# Seneca Lake Water Temps



## j93bird (Aug 24, 2010)

Anyone on the forum know the current water temps for Seneca Lake? 

I will be down fishing the lake with a buddy next week and could use some info if available.

Plan on posting picks of what we catch when I get back. Targeting anything that swims. I'm not picky. 

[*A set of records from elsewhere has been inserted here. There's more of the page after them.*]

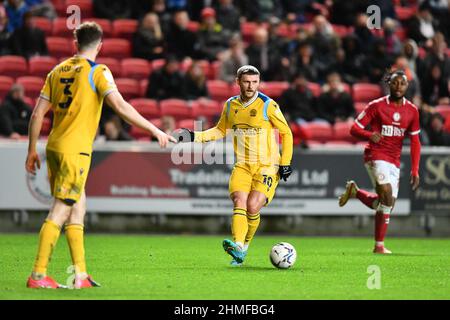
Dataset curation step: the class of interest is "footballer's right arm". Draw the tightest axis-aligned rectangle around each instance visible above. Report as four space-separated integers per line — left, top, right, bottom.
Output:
350 103 381 143
105 91 176 147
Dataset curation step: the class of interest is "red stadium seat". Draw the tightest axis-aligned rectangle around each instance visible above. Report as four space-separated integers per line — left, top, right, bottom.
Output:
121 58 151 80
395 6 417 21
354 102 367 114
32 17 52 35
52 0 66 17
435 105 450 120
151 59 165 71
52 17 73 37
333 121 355 142
23 96 35 107
114 78 140 100
289 122 302 145
112 19 138 39
16 76 45 98
140 79 148 97
331 24 350 37
29 56 58 77
181 59 210 77
0 76 14 100
159 99 191 120
96 57 122 78
352 83 382 103
129 98 160 119
177 119 196 131
100 39 131 59
191 99 222 119
82 18 112 37
241 22 260 42
0 56 28 78
299 122 333 142
307 82 321 97
445 115 450 133
46 37 74 58
207 80 231 101
259 82 289 99
341 83 351 94
66 0 93 18
209 60 221 80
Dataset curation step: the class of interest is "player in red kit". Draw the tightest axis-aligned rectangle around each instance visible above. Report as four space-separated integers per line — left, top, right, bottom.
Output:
338 70 421 254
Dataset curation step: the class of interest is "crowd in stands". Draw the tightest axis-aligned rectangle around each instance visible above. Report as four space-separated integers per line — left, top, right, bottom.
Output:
0 0 449 146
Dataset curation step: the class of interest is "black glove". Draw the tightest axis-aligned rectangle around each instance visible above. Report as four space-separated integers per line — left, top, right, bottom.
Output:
279 165 292 181
172 128 195 143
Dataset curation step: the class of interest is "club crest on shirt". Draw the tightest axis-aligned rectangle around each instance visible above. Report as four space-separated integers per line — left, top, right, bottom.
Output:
250 109 257 117
393 112 401 122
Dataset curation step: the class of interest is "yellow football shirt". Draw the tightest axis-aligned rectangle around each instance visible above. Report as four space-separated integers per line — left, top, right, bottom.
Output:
194 92 293 166
40 55 117 154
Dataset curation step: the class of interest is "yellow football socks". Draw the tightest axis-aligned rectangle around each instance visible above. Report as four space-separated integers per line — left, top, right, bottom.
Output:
231 208 248 246
32 219 61 275
65 224 87 274
245 212 261 245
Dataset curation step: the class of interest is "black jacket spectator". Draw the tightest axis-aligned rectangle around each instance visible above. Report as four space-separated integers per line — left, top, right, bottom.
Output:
183 61 209 100
0 85 32 137
421 63 450 106
166 11 199 60
0 5 11 55
278 73 317 122
215 0 240 32
9 12 47 59
197 8 229 61
290 42 319 82
146 58 186 100
426 113 450 146
132 13 165 61
93 0 131 20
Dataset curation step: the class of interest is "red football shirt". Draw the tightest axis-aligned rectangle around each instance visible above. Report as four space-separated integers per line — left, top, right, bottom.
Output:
355 95 420 168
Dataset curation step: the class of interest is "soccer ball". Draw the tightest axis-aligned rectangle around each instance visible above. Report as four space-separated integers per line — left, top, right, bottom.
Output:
270 242 297 269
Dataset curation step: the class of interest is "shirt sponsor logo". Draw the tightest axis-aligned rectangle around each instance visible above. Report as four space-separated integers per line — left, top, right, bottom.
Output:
381 125 406 137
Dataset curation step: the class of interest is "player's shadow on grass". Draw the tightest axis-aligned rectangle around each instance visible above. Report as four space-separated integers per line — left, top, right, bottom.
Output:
229 265 303 272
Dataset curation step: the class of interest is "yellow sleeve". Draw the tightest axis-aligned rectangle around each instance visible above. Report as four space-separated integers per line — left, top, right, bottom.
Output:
93 64 118 98
268 101 293 165
194 103 229 142
40 71 53 102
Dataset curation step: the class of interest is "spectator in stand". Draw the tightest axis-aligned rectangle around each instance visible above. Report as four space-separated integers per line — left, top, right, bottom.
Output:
316 72 355 124
130 0 153 20
132 12 165 61
0 84 32 139
215 0 240 33
353 13 374 54
290 41 319 82
146 56 186 100
25 0 55 19
425 0 449 43
402 39 421 77
102 116 133 141
365 38 392 83
246 27 283 81
278 72 317 124
4 0 29 33
0 5 11 56
219 35 249 83
421 32 450 81
329 34 365 84
197 7 229 61
285 26 311 57
184 60 209 100
382 18 402 59
150 0 172 34
408 2 438 47
166 0 188 12
238 0 283 22
426 113 450 146
9 11 47 58
330 0 367 26
93 0 131 20
309 15 340 80
421 63 450 106
166 10 199 60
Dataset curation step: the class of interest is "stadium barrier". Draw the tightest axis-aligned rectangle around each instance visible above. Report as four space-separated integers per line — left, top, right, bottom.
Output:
1 140 448 216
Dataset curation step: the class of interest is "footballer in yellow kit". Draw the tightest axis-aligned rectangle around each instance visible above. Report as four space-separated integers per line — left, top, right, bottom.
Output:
174 65 293 265
25 22 175 289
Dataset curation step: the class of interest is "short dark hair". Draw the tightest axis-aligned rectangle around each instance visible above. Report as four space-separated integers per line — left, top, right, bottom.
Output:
74 22 103 50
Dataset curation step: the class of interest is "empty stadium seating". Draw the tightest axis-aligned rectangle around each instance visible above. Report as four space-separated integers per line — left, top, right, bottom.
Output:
352 83 383 103
121 58 151 80
16 76 44 98
29 56 58 77
114 78 140 100
129 98 160 119
0 56 28 78
298 122 333 142
159 99 191 120
0 76 14 100
100 39 131 59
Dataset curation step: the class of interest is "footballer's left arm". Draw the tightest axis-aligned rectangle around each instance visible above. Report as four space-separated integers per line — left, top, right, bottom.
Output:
268 101 293 166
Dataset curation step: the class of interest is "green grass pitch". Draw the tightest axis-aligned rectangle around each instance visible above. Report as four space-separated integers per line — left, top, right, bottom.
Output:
1 234 449 300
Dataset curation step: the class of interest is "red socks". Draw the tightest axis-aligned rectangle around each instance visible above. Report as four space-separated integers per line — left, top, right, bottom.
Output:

Went last spring (May) for 3 days and caught bass, crappie, saugeye, bluegill, white bass, striper, and a monster catfish. Had a blast and hoping to again as well.


----------



## saugeye56 (Apr 7, 2010)

There are no hybrids in Seneca...you probably caught an actual striper


----------



## j93bird (Aug 24, 2010)

I'll go with that, now that you mention it my buddy did say that is was a striper. Was a little one but fun all the same.


----------



## Lewis (Apr 5, 2004)

Seneca Lake is full of Hybrid Striped Bass.
One of the main hatcheries that produce hybrids is located right on Seneca.
From the dnr website...

Senecaville State Fish Hatchery is located on over 120 acres in southern Guernsey County below the dam of Seneca Lake. This facility was acquired from the U.S. Fish and Wildlife Service in 1987. The hatchery has 37 ponds containing a total of 37 water acres. The facility also has two outdoor raceways and 18 indoor rearing troughs. Water is supplied by Seneca Lake, which can deliver 2,000 gallons per minute. This water supply allows the hatchery to raise saugeye, walleye, hybrid striped bass, and channel catfish. Senecaville State Fish Hatchery is the main facility for saugeye and hybrid striped bass production. Fry produced at this facility are raised on-site and also shipped to other state hatcheries to be raised to stocking size. Saugeye and walleye production begins in early spring, and hybrid striped bass production starts in late spring with egg collection and fertilization at the hatchery. This hatchery is also the main production facility for channel catfish. Channel catfish production starts in the summer using breeding adults kept at the hatchery and these fry are raised on-site and also shipped to other state hatcheries to be raised to stocking size. To get to the hatchery, take I-77 south off of I-70, then take SR 313 east for about six miles and turn right on Seneca Dam Rd.; the hatchery is on the right about a half mile.


----------



## j93bird (Aug 24, 2010)

This is all very interesting but the question still remains. Are there any ways to get the water temps for the lake? I'm about 3 hours drive from the lake so any local information would be great.


----------



## norseangler (Jan 8, 2009)

You can find some temperature information at the U.S. Army Corps of Engineers site: www.lrh-wc.usace.army.mil/wq/sesgph.htm will take you direct to the Seneca profile


----------



## j93bird (Aug 24, 2010)

Thanks norseangler, that is exactly what I needed. Many thanks.

jbird


----------



## bttmline (Apr 7, 2004)

How do you get to the other lakes graphs. I was at Seneca yesterday and it was 73 degrees


----------



## Lewzer (Apr 5, 2004)

> How do you get to the other lakes graphs.
> 
> Read more: http://www.ohiogamefishing.com/community/newreply.php?do=newreply&noquote=1&p=1088600#ixzz10Mwh77qf


 

http://www.lrh-wc.usace.army.mil/wq/lkcond.html


----------



## Lewzer (Apr 5, 2004)

By the way, Snakecharmer asked the same question.
What's up with this read more crap byline that I always have to delete when making a quote?


----------



## j93bird (Aug 24, 2010)

bttmline said:


> How do you get to the other lakes graphs. I was at Seneca yesterday and it was 73 degrees


Thanks for the update. Hope the fishing is good later next week......


----------